Rein musikalisch fällt Happier Than Ever ungeahnt besinnlich aus und stellt dem eleganten Cover entsprechend mit Klasse arrangierte R‘n‘B- und Soul-Versatzstücke in sein Zentrum („I Didn‘t Change My Number“, „Lost Cause“, „My Future“). Die antreibenderen Momente hingegen streuen sich spärlicher zwischen die ruhigeren und reißen weniger extreme Krater auf als das Debüt. Das bereits erwähnte „Oxytocin“ etwa setzt auf knallige Drum-Computer-Loops, „NDA“ beschreitet wuchtige Synthesizer-Landschaften und geleitet clever in „Therefore I Am“, den eindeutigsten Hit des Albums.

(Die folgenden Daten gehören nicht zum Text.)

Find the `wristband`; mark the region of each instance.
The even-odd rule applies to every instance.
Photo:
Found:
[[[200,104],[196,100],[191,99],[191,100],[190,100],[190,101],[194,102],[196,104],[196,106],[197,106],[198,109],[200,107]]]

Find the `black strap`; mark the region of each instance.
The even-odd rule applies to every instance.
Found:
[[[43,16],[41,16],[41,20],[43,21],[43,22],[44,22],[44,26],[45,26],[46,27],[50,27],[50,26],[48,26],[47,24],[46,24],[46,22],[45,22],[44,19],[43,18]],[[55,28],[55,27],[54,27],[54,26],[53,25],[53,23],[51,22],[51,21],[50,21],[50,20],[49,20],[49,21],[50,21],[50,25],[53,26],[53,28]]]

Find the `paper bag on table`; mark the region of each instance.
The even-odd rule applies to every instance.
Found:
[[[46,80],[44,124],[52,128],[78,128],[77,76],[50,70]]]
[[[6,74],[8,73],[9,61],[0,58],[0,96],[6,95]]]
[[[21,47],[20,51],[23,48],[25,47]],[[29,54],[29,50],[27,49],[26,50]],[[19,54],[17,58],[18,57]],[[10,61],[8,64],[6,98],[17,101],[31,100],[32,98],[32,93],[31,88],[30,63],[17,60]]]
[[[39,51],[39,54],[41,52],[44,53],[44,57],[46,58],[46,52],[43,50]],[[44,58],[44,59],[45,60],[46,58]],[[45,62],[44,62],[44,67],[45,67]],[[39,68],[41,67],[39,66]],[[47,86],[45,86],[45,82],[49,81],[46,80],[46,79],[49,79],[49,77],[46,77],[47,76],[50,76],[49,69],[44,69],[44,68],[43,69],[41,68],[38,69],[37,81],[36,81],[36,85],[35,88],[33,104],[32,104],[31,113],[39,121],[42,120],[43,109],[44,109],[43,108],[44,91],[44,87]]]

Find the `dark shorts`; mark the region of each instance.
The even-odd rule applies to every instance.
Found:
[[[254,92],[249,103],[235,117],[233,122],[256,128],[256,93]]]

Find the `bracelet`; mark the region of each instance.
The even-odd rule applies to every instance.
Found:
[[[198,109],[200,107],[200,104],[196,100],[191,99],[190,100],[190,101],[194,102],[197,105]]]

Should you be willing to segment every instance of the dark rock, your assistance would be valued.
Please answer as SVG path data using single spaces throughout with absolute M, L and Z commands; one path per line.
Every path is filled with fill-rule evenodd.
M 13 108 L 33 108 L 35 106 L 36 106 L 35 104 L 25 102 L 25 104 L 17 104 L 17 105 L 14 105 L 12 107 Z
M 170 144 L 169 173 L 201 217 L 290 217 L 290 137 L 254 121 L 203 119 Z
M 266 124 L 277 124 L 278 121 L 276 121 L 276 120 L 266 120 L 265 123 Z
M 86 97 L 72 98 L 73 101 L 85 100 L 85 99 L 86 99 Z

Und doch: In seiner 56-minütigen Gänze ermüdet Happier Than Ever. Schuldig sprechen muss man dafür einige allzu in Linie gruppierte Songs in der Albummitte, die dem eh unkonventionell ruhigen Album an Tempo und Druck nehmen. Ein, zwei, drei Stücke weniger hätten dem Gesamtwerk daher durchaus gut getan – und das Spotlight mehr auf die wenigen Energie-Treiber gelegt. Trotz alldem ist der zweite Langspieler der 19-Jährigen ein inhaltlich offener und musikalisch mutiger Nachfolger des erfolgreichen Über-Debüts. Billie Eilish bleibt auch damit ein nicht wegzudenkender Bestandteil von Pop-Kultur Anno 2021.